A recuperação no setor de habitação foi acompanhada por uma recuperação mais ampla, e a área está atraindo novos empregadores.

A Amazon abriu duas grandes centrais de distribuição de produtos e recepção de produtos devolvidos, em North Las Vegas, criando milhares de empregos. Uma terceira central está a caminho. A rede de cosméticos Sephora recentemente começou a construção de um grande armazém na área.
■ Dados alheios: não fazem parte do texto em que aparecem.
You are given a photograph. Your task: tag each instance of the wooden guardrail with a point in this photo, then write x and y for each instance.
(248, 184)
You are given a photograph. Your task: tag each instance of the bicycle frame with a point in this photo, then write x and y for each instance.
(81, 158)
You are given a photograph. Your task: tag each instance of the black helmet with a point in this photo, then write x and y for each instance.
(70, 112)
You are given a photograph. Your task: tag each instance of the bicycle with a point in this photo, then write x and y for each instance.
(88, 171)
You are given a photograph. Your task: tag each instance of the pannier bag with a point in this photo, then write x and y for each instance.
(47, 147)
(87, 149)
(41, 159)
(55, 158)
Com quase 250 mil moradores, North Las Vegas é uma das cidades de mais rápido crescimento nos Estados Unidos. Também é uma cidade jovem -a idade média dos moradores é de 33 anos.

Como boa parte da região, North Las Vegas é uma paisagem de contrastes, onde lojas de penhores são tão comuns quanto pistas de golfe bem cuidadas. Condomínios residenciais simples e casas luxuosas equipadas com gramados verdejantes - uma raridade em uma área na qual pedras e deserto são a norma - dividem o espaço da comunidade.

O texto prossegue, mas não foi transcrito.